Rina est née au Japon, mais elle est arrivée en Angleterre à l'âge de 5 ans. Elle vit aujourd'hui à Londres, et a suivi le parcours de la parfaite it-girl : études à Cambridge, débuts dans le mannequinat, puis premiers pas dans la musique en auto-prod, avec un EP encensé par Pitchfork l'année dernière. Ses premiers titres ? Des petites bombes pop très rétro, inspirées par les tubes de la fin des 90's.

 

 

Les thèmes de ses chansons sont alors un condensé des états d'âme de sa génération (les fameux millennials) : solitude, réseaux sociaux, nouvelles technologies, affirmation de soi, quête de sens... sur des riffs de guitares ringards mais savoureux, et des chorégraphies très inspirées des NSYNC et Destiny's Child. Un vrai plaisir coupable pour digital natives.

 

 

Sur le morceau "Take Me As I Am" (un titre qui sonne tellement comme la Britney Spears des débuts que Max Martin pourrait la trainer en justice) elle s'attaque au manque de représentation asiatique dans la pop culture occidentale, une invisibilité dont elle souffrait quand elle était plus jeune.

 

 

Mais c'est aujourd'hui avec un autre cheval de bataille que Rina va affirmer sa position de nouvelle superstar de l'indie pop. "Cherry", son dernier single, c'est l'histoire d'un coming out, le sien. Car la jeune femme de 28 ans veut briser l'un des derniers tabous queer, celui de la bisexualité.

 

"Cherry", avec sa vidéo façon Black Swan sous poppers, raconte un coup de foudre dans le métro, avec une fille, et ce que ça chamboule dans son coeur et dans son corps. Sur une bande-son plus sucrée qu'un tube de Mariah Carey, cette chanson d'amour cute AF est aussi légère et euphorique que l'était le film Love, Simon : une vision un peu feel good et apaisante des relations queer.

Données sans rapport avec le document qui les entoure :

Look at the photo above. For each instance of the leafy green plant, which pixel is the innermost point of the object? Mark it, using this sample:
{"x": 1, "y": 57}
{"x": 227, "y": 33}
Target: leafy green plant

On pourrait trouver ça un peu gnan-gnan, sauf qu'en ces temps compliqués où tout le monde se déchire au sein de la communauté, un peu de pommade et de positivité sont les bienvenues.

 

 

Sur le site de Broadly, Rina Sawayama se confie : "Pour moi, il y a toujours un manque de représentation. Je pense que je n'étais pas à l'aise avec ma sexualité parce qu'il n'y avait personne à la télé ou nulle part, que je pouvais pointer du doigt en disant : regarde maman, c'est de ça dont je te parlais !".

 

Rina, par le hasard des choses, est le symbole de l'intersectionnalité (quand une personne est marginalisée pour plusieurs raisons à la fois). Etre une jeune fille asiatique et bisexuelle, c'est un peu la "triple peine" : les blancs te regardent de travers, mais aussi les hétéros ET les gays, qui ne comprennent pas toujours très bien qu'être bi ou pansexuel n'est pas une posture ou un caprice. L'intersectionnalité, c'est la quasi-certitude de n'être jamais tout à fait perçu comme ce qu'on est vraiment. Mais c'est surtout une source intarissable de sujets de frustration. Et ça, en tant que popstar, c'est la promesse de toujours avoir quelque chose à raconter.

 

Voilà pourquoi Rina Sawayama est un condensé de l'époque (et peut être, the next big thing ?). Elle arrive à un moment de l'histoire où la pop se radicalise, se politise, ouvre les vannes de la représentativité et surtout, ouvre son coeur. Pendant longtemps, la pop se contentait d'envoyer des divas flamboyantes (mais hétéro) au charbon, pour chanter l'émancipation et l'acceptation de soi. Aujourd'hui, les artistes queer semblent prendre le relai des Madonna et Lady Gaga pour parler d'amour en toute simplicité. Mais toujours avec des super chorés !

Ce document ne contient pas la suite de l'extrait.